The plugin has very few hard requirements nowadays, but the functionality does increase with more sensors. Let’s start with a minimal setup and grow this step by step, and see what functionality is enabled by these steps.

Radar scanner

It won’t come as a surprise to you that you need a supported radar scanner. If you buy new, we recommend the Navico HALO. It has better definition and more features than the Garmin xHD and the older Navico radars, and we don’t support new Garmin or other brand radars yet.

If you buy secondhand make sure the radar is still working. Like all radome antennas they are susceptible to moisture and not all of them will live to be 20 years old! The lifetime of a magnetron is 2000-4000 hours. Digital radars just die of old age.

Compass heading

The plugin requires a compass heading to be able to show the radar image in stabilized, COG up or North up mode. If there is no compass heading it will just show the radar image as received from the scanner, and the image will not be correct during turns or heavy sea conditions that induce yaw.

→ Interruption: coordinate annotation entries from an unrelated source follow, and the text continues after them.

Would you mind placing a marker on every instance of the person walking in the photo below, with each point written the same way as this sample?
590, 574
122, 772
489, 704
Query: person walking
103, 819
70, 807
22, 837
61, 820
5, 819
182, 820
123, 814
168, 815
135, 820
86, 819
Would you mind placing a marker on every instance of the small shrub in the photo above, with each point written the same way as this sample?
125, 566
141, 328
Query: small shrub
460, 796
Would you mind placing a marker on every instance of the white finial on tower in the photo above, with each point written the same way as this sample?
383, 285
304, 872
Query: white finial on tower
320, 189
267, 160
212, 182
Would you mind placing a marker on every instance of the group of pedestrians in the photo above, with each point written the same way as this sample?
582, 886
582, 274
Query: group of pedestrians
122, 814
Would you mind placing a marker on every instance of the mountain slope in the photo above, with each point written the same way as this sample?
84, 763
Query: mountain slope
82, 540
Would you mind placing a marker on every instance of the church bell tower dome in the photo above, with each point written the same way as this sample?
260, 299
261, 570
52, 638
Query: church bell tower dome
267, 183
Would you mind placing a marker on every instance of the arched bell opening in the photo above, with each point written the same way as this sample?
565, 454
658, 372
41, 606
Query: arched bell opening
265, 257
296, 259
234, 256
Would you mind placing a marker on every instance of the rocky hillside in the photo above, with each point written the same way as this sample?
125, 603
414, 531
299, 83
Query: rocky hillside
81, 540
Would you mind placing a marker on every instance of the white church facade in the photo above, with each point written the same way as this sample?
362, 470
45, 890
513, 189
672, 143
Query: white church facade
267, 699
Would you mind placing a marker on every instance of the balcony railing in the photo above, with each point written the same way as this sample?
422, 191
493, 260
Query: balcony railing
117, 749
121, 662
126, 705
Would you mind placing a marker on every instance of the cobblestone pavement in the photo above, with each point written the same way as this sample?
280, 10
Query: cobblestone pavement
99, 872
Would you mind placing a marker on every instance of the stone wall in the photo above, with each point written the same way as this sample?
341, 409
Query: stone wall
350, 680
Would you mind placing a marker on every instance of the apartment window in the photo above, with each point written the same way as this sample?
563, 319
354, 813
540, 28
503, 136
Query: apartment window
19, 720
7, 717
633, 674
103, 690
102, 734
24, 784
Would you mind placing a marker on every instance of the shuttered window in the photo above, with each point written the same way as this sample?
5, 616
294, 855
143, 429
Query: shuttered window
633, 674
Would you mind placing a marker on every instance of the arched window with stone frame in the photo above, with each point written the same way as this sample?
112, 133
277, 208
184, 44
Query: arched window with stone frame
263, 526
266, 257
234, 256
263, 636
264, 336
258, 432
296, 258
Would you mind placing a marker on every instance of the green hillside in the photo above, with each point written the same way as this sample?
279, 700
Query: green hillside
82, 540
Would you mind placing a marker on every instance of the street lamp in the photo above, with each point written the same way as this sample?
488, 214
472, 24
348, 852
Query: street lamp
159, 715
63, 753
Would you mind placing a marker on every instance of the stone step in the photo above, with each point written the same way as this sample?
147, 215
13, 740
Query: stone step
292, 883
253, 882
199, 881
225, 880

The higher the compass rate the better the picture will be in difficult circumstances. With Navico Broadband BR24/3G/4G radars use of an RI-10/11 will improve the picture as well, as the heading in use at the moment of creating the spoke (a ray of radar data in a particular direction) is stored with the data.

GPS/GNSS location

The plugin requires a GNSS location (usually GPS) to be able to draw the radar image over the chart (overlay). By default it also requires a compass heading, as COG is not useful at low speeds. There is a setting that allows the use of COG for overlay, but it does mean that the radar overlay is not useful at anchor or other zero/low speed situations. Also is the COG affected by leeway and currents and may point sideways leading to a misplaced overlay picture.